Chapitre 28

1 0 0
                                    

C'était la voix d'Anton.

Gérard avait relevé la tête.

Midi pile. Il avait raté son avion... C'était donc un leurre.

Tout le monde s'était mis à chercher l'homme des yeux, tâchant de ne pas attirer l'attention sur eux.

"Oui je le vois, c'est lui !"

La voix essoufflée de Peter avait surgi. Il se retenait de courir.

"Il monte dans une autre voiture...

-Quoi ?"

Le médecin était le seul à ne pas l'avoir vu, il le cherchait encore, il s'approchait de Anton qui était sorti du bâtiment.

"Il démarre. Vite, dans un taxi !"

Cette fois-ci, l'enfant courait.

Il ouvrit brusquement la portière du premier taxi qu'il croisa et s'assit à la place passager, en faisant de grands signes à ses camarades pour qu'ils le rejoignent, tout en enlevant les écouteurs de ses oreilles et en raccrochant. Il indiqua rapidement au chauffeur qui suivre, et ils furent en route.

Dans le taxi, personne ne parlait. D'abord, le chauffeur avait tenté d'en savoir plus. Où allaient-ils ? Feraient-ils beaucoup de route ? Mais puisqu'on lui répondit qu'on ne savait pas, il se tut. Il avait dévisagé un moment les deux hommes derrière, et il en avait conclu que ce serait eux qui le paieraient.

Alors, le chauffeur alluma la radio et une musique flotta dans l'air silencieux de l'habitacle.

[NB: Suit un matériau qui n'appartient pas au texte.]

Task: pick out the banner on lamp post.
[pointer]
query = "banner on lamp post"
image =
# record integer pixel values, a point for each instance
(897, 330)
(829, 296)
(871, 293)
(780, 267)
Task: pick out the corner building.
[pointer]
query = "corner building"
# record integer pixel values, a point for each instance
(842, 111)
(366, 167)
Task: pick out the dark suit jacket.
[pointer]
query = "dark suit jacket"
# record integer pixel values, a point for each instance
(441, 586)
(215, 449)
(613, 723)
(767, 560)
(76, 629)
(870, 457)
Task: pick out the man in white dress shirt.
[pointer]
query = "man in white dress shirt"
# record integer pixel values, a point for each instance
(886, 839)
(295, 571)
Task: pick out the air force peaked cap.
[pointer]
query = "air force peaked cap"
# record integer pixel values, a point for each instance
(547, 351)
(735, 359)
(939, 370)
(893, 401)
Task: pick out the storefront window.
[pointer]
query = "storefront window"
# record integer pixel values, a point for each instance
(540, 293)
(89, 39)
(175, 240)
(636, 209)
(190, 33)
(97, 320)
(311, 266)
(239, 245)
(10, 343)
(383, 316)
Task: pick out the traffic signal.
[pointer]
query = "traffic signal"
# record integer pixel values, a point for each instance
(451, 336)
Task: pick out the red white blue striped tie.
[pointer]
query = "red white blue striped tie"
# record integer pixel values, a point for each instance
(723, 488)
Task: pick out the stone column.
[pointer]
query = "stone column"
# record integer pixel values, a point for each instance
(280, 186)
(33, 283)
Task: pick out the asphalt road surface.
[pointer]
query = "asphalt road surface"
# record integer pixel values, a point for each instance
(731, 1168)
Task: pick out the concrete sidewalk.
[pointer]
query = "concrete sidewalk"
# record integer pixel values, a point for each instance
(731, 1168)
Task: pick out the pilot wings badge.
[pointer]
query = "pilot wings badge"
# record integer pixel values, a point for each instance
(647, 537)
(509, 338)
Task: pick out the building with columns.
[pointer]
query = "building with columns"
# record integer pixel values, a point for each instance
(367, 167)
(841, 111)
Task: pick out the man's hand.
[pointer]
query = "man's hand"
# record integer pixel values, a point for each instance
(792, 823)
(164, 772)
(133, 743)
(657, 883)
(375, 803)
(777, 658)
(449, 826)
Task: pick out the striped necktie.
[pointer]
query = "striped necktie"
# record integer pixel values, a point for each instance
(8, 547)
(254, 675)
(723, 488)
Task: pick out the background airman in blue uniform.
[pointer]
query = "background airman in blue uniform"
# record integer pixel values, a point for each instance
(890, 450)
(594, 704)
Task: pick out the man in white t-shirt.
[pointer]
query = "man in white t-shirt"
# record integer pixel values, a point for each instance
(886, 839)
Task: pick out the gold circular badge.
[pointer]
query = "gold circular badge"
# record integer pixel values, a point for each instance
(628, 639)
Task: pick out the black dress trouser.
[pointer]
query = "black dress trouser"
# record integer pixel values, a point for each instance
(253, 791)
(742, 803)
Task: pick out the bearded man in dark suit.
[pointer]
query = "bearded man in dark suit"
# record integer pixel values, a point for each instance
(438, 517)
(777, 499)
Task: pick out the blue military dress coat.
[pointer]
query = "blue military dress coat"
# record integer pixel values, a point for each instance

A côté de Peter, un petit boitier comptait les tours en ajoutant à chaque minute, à chaque kilomètre des grands chiffres devant les petits.

Gérard soupira. Il s'inquiétait. Pour son compte en banque et pour leur aventure. Il était persuadé que Paul les mènerait quelque part d'inattendu, puisqu'il avait un billet d'avion qu'il n'avait pas utilisé. De plus, il avait changé de voiture... Ce qui amenait à penser qu'il ne voulait pas se faire repérer. Ses yeux n'accrochaient pas le paysage, il était dans ses pensées, et il ne cherchait pas à les arrêter.

Il pensait à Anton. Il aurait aimé qu'il s'en aille. Il pressentait qu'ils s'étaient de nouveau embarqué dans quelque chose d'insensé. Il avait compris qu'il avait peur, qu'il était là avec eux un peu par hasard, et qu'au début il était resté sans vraiment penser à la suite.

Et... il se reprochait aussi de l'avoir mêlé à tout cela. Il pensait encore tout ce qu'il lui avait dit la veille.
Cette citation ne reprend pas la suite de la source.